Sunday, July 25, 2010

At what point did humans first make bread, and/or record a recipe?

I have always wondered at what point bread began, and I just want to know when people started writing things down enough, and experimenting enough, to figure out how to make something like bread, let alone a fully cooked meal. It is unfathomable to me that we once ate only raw meat and random grains/berries/fruits, although, I'm sure at some point that's all that ever was.At what point did humans first make bread, and/or record a recipe?
Wheat has been cultivated by man since before recorded history. It is conjectured by anthropologists that hungry hunter/gatherers first stockpiled the grain as a storable food source. When it got wet, it sprouted, and people found that if the grain was planted it yielded yet more seeds.





Grown in Mesopotamia and Egypt, wheat was likely first merely chewed. Later it was discovered that it could be pulverized and made into a paste. Set over a fire, the paste hardened into a flat bread that kept for several days. It did not take much of a leap to discover leavened (raised) bread when yeast was accidentally introduced to the paste.

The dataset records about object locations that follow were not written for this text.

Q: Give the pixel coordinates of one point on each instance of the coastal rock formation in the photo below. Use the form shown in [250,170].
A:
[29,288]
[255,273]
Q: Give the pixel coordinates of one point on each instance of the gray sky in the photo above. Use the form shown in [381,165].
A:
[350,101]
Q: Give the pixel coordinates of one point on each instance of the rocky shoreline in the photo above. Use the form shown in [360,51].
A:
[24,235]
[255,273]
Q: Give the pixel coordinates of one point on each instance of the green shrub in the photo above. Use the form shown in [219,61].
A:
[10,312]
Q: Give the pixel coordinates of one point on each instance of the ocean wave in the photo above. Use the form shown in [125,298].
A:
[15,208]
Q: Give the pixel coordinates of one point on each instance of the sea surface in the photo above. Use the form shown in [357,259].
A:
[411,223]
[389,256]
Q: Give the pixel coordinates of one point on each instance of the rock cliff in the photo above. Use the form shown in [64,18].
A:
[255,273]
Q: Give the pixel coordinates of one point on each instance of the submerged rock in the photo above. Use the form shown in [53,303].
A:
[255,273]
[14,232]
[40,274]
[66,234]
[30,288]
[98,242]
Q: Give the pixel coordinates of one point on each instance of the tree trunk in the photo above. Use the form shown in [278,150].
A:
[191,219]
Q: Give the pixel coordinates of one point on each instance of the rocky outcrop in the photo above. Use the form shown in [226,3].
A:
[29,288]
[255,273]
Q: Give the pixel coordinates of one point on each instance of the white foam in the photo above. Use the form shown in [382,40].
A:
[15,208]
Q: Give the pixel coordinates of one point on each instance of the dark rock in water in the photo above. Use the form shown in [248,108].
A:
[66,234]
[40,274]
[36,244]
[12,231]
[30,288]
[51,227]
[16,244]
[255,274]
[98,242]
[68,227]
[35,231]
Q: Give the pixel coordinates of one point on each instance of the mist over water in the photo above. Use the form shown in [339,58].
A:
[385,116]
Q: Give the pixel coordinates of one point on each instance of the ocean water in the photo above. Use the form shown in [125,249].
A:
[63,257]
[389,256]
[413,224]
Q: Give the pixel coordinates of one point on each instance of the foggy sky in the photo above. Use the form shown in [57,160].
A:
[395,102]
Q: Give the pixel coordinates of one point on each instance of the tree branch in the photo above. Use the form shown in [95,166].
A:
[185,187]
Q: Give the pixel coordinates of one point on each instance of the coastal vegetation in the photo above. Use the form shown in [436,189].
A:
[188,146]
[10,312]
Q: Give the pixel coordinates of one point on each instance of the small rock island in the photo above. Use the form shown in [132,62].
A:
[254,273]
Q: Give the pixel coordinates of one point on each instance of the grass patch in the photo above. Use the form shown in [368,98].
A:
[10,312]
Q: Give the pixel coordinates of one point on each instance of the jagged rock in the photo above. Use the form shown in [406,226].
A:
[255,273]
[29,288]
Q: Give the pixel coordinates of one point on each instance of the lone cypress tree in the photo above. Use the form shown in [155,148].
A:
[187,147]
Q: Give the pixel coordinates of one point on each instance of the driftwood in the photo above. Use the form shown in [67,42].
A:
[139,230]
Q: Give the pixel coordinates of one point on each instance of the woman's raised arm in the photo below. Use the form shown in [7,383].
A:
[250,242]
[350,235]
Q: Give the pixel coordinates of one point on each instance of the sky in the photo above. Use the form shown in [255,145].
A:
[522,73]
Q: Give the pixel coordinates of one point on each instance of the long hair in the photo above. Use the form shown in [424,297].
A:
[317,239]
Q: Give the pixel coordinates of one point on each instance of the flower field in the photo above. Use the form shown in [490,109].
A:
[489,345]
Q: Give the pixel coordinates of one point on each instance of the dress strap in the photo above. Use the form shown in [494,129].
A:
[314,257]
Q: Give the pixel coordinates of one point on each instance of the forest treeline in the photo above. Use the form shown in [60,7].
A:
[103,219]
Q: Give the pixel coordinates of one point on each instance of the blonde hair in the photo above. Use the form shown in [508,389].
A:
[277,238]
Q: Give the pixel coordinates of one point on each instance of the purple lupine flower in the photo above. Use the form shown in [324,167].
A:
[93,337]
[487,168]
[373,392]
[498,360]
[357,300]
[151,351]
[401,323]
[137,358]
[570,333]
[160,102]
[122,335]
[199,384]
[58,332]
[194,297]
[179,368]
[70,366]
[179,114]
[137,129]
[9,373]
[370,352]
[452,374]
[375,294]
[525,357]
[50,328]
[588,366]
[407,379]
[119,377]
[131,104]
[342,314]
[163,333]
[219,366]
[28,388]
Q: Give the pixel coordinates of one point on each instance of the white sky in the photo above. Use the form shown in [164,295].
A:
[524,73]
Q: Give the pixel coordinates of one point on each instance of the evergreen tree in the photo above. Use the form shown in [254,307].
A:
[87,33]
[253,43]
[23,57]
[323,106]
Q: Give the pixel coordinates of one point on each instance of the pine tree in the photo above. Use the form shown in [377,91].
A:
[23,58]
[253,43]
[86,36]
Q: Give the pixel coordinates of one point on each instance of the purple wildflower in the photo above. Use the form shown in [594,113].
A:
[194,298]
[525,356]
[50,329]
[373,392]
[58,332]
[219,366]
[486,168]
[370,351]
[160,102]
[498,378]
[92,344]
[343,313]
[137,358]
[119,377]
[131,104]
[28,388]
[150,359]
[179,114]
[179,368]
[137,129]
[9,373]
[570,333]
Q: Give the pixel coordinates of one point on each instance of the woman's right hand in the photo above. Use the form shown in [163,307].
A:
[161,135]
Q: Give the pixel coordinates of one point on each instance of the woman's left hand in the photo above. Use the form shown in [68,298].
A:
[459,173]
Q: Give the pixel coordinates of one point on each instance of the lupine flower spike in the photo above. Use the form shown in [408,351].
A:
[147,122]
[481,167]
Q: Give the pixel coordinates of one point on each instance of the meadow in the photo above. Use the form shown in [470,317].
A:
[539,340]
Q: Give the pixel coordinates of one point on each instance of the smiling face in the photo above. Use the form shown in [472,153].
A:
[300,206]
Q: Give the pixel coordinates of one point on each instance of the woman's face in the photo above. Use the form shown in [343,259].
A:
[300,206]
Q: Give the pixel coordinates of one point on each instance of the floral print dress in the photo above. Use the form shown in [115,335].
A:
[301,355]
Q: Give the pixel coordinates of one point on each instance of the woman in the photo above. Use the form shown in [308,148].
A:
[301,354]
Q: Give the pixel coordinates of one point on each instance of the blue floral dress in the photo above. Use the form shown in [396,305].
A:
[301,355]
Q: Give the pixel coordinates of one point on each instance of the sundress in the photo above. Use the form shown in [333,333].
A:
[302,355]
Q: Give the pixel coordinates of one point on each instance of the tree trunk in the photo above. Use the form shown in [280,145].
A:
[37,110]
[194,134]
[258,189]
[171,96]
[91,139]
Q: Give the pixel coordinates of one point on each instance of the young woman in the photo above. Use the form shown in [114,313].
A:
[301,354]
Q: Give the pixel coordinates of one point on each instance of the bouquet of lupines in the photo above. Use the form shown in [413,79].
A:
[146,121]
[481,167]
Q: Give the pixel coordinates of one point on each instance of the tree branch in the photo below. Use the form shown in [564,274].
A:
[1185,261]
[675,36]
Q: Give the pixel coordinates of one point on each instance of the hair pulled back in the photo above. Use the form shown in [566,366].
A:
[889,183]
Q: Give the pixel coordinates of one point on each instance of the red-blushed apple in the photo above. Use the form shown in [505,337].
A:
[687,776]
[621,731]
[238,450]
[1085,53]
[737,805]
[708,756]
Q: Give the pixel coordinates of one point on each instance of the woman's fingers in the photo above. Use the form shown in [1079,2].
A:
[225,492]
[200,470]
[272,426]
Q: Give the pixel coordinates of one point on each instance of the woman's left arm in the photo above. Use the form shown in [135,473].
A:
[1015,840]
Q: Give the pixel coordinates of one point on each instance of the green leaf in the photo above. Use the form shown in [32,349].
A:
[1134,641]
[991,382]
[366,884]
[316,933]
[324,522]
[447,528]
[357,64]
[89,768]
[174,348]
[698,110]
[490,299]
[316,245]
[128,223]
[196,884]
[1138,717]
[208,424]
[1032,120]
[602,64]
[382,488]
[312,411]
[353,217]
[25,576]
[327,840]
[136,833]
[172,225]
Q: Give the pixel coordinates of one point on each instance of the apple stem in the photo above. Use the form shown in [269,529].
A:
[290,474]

Instead of waiting for fortuitous circumstances to leaven their bread people found that they could save a piece of dough from a batch of bread to put into the next day's dough. This was the origin of sour-dough, a process still used today.





In Egypt, around 1000 BC, inquiring minds isolated yeast and were able to introduce the culture directly to their breads. Also a new strain of wheat was developed that allowed for refined white bread. This was the first truly modern bread. Up to thirty varieties of bread may have been popular in ancient Egypt.